Je vous propose de vous parler un peu des trésors qui se cachent au creux de l’église. Le Gnomon de Saint-Suplice qui fit une apparition dans le film « Da Vinci Code  » Le Gnomon est un instrument d’astronomie destiné à suivre les variations de la hauteur du soleil à midi. Celui de Saint-Sulpice fonctionne au moyen d’une ligne « méridienne «  matérialisé par une baguette en laiton sur le dallage du transept orientée Sud-Nord,qui se prolonge par un obélisque de marbre blanc en passant par un orifice que vous le trouverez à 25 m du sol en haut et à droite de la fenêtre du transept sud.

Dans la chapelle Saint-Jean Baptiste vous trouverez le Mausolée de Languet de Gergy oeuvre de Michel-Ange Slodtz. Une statue de Saint Jean-Baptiste par Louis-Simon Boizot.

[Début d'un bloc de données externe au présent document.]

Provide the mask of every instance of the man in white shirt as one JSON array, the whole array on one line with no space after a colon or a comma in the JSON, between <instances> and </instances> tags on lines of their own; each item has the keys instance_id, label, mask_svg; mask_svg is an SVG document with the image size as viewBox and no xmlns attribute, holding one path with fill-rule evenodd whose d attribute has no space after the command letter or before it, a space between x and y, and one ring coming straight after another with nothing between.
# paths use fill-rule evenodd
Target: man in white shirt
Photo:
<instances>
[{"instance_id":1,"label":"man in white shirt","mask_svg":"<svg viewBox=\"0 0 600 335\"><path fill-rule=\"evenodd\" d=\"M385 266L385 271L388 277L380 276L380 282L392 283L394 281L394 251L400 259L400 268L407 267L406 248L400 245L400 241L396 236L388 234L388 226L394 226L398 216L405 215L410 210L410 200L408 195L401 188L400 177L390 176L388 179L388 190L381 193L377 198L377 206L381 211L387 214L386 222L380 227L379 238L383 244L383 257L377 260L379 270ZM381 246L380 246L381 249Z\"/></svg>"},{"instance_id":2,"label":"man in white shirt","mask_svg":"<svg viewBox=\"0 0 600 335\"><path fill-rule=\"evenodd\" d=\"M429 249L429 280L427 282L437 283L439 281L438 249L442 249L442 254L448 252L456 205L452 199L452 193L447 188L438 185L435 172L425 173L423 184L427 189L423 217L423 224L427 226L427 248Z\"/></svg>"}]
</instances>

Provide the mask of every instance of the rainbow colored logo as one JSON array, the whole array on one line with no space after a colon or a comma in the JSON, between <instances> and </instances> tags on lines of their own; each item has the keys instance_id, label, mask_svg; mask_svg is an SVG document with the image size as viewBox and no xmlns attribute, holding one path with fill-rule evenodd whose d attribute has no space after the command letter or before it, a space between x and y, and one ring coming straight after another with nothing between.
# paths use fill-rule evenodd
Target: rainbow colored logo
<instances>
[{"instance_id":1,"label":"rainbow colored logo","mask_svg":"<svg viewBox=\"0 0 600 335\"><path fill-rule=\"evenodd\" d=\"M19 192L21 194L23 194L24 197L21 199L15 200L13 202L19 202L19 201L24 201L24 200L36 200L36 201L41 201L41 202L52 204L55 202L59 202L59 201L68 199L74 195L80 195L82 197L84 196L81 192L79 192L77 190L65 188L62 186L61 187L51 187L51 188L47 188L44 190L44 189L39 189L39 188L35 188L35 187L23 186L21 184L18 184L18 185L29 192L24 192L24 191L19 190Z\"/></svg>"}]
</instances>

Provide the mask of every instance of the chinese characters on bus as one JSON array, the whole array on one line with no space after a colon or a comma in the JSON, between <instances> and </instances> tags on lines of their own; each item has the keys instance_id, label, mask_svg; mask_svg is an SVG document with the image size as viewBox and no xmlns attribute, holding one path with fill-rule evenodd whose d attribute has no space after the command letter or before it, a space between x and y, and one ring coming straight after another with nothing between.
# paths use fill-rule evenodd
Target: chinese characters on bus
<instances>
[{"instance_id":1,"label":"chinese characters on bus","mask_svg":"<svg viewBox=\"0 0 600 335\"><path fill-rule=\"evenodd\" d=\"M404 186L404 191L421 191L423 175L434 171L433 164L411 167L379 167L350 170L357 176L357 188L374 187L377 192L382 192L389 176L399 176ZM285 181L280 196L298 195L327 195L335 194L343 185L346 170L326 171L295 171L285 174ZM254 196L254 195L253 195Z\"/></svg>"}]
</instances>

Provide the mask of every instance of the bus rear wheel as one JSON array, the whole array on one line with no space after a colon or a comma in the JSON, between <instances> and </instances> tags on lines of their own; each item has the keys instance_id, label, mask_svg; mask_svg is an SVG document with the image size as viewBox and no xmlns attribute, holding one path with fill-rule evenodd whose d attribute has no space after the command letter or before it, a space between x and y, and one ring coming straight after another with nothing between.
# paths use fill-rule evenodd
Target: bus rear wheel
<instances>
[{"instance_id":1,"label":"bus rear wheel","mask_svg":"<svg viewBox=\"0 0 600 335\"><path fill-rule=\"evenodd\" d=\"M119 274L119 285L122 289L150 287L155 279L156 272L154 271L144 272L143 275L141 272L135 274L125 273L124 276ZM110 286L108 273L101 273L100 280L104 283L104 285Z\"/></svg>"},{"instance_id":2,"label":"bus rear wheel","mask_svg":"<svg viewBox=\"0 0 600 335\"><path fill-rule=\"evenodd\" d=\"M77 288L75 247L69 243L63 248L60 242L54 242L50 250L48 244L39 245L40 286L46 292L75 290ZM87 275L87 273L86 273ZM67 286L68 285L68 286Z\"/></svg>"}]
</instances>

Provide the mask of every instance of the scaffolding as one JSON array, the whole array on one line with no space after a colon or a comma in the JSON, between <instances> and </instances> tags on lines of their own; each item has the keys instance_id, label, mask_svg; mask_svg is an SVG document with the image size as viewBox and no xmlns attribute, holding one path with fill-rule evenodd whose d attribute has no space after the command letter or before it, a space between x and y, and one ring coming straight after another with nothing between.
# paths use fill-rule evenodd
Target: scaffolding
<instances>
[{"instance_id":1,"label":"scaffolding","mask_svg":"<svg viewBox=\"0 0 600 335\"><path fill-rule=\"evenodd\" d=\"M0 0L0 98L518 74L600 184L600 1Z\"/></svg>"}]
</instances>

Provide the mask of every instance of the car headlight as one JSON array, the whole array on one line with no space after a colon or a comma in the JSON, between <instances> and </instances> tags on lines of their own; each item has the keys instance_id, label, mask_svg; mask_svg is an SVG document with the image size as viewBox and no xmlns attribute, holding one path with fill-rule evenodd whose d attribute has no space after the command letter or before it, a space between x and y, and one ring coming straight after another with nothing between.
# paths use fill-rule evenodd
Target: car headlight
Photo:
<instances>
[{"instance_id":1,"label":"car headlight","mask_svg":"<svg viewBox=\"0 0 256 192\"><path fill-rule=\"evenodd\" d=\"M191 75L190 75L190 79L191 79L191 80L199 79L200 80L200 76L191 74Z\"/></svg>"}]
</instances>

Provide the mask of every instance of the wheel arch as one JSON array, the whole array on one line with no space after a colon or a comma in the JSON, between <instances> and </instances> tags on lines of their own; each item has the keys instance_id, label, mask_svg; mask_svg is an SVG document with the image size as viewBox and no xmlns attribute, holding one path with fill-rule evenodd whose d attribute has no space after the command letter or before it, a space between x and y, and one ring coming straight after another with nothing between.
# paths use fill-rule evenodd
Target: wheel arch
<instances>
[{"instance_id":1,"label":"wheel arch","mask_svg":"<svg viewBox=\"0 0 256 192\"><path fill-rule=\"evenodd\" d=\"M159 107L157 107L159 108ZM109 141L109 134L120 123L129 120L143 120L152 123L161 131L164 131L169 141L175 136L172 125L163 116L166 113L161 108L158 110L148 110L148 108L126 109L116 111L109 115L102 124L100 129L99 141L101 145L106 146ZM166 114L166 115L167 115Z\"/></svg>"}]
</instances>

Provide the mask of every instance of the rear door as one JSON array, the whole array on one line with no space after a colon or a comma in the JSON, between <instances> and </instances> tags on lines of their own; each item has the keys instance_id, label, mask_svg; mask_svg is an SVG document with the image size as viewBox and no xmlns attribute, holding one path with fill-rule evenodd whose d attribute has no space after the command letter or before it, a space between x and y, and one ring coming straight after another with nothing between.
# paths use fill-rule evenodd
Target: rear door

La Chaire dessinée en 1788 par Charles de Wailly a l’originalité de ne reposer que sur les escaliers revêtus de marbre qui y montent de chaque côté. En face de la Chaire, un Crucifix porte un Christ en bronze de Maindron qui date du Seconde Empire. Deux Bénitiers en coquillage offert à François 1er par la République de Venise, les Bénitiers sont posés sur des socles de marbre blanc décorés de fonds marins par Pigale.

La chapelle de l’Assemption accueille un tableau de Jean-Baptiste Pierre1751 ) « la fuite en Égypte  » , mais aussi une Chaire-Confessional, intéressante à observer. Vous trouverez aussi une Vierge de L’annonciation statue de Choiselat, un Baptistaire impressionnant, avec des statues magnifiques, mais pour cela il vous faudra un guide, Lucile par exemple !

Je dédie cet article à Lucile femme de passion et de grand coeur et n’hésitez pas à la demander comme guide.

Vous avez bien sûr d’autres trésors à découvrir. Mes recherches bien-sûr se sont appuyées sur le livret vendu en l’église de Saint-Sulpice et internet.